Data inflasi ini akan menjadi hal yang mendapat perhatian pasar karena akan berdampak pada keputusan bank sentral AS (The Fed) dalam menentukan apakah pemangkasan suku bunga akan dilakukan di tahun ini atau tidak.
Target The Fed sendiri untuk inflasi AS yakni di level 2%. Jika hal tersebut dapat tercapai, maka besar kemungkinan The Fed akan melakukan penurunan suku bunga dari levelnya saat ini di 5,25-5,5%.
Lebih lanjut, pada Kamis (13/6/2024), rapat The Fed (FOMC) akan diselenggarakan bersamaan dengan FOMC Economic Projections dan FED Press Conference.
Sebagai informasi, sebelumnya pada dot plot Maret silam, 9 dari 19 pejabat The Fed melihat ada peluang pemangkasan suku bunga sebanyak 0,75% hingga akhir tahun ini.
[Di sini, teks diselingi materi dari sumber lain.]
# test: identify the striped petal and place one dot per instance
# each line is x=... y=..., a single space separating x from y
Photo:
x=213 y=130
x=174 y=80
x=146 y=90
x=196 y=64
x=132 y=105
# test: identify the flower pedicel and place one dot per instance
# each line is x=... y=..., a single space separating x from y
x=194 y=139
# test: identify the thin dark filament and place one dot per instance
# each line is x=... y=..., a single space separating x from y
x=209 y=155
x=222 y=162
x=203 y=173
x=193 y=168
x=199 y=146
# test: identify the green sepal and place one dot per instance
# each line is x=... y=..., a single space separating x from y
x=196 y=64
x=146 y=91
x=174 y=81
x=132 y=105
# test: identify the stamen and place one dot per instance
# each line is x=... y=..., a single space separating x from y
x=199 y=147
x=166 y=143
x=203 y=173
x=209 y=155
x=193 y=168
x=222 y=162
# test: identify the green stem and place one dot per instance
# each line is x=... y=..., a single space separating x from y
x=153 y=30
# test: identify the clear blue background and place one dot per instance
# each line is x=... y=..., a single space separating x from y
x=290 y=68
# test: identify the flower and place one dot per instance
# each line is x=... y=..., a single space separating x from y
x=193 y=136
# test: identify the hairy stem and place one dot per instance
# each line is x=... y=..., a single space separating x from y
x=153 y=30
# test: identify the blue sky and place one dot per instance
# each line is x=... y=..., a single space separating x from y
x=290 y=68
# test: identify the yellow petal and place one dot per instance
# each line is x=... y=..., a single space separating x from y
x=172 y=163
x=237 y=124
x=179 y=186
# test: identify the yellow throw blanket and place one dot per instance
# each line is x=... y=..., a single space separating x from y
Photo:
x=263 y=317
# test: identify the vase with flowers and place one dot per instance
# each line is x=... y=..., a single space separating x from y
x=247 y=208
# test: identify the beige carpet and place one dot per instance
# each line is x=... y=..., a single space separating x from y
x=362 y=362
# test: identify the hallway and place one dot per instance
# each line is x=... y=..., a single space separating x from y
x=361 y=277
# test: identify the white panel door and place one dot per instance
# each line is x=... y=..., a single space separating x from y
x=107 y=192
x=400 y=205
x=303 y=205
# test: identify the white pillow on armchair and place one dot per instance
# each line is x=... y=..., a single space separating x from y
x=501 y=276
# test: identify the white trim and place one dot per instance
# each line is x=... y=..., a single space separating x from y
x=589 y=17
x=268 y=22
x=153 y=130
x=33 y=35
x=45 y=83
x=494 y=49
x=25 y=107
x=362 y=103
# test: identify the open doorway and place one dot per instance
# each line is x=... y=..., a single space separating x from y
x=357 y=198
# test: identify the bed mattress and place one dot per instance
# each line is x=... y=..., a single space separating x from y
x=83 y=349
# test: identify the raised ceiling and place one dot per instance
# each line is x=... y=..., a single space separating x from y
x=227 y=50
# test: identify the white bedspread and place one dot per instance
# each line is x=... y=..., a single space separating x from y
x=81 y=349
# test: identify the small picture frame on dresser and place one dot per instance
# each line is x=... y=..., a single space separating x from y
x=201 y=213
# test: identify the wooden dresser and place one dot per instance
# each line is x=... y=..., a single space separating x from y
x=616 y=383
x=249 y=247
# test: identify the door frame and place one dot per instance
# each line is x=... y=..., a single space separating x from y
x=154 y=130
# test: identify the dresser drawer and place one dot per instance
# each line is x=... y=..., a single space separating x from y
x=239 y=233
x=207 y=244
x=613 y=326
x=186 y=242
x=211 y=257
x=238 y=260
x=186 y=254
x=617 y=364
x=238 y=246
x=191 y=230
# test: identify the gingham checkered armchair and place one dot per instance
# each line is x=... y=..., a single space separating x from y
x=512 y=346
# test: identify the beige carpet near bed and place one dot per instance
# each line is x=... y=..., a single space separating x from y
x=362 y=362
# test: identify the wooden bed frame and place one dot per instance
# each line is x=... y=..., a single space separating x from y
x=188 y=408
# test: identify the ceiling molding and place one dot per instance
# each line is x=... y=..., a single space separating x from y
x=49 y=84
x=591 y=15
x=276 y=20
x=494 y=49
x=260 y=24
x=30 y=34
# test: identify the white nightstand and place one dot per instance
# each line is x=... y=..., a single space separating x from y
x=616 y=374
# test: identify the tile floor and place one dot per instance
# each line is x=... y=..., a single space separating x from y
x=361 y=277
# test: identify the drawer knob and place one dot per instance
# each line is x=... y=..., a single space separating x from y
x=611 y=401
Proyeksi ini dengan melihat median proyeksi suku bunga oleh pejabat The Fed dalam dokumen dalam dokumen "dot plot" menjadi 4,5-4,75% atau median 4,6% hingga akhir tahun ini.
Median ini mengindikasikan jika The Fed akan memangkas suku bunga sebesar 0,75% atau sebanyak tiga kali masing-masing sebesar 0,25% hingga akhir tahun.
Sementara hanya dua pejabat yang memperkirakan The Fed akan tahan suku bunganya di level 5,25-5,5% hingga akhir 2024.
![]() Sumber: The Fed |
Jika ekspektasi pemangkasan suku bunga The Fed kembali terjadi pada dot plot Juni ini, maka risk asset akan berpotensi mengalami apresiasi dan secara umum, pasar akan menyambut positif hal ini.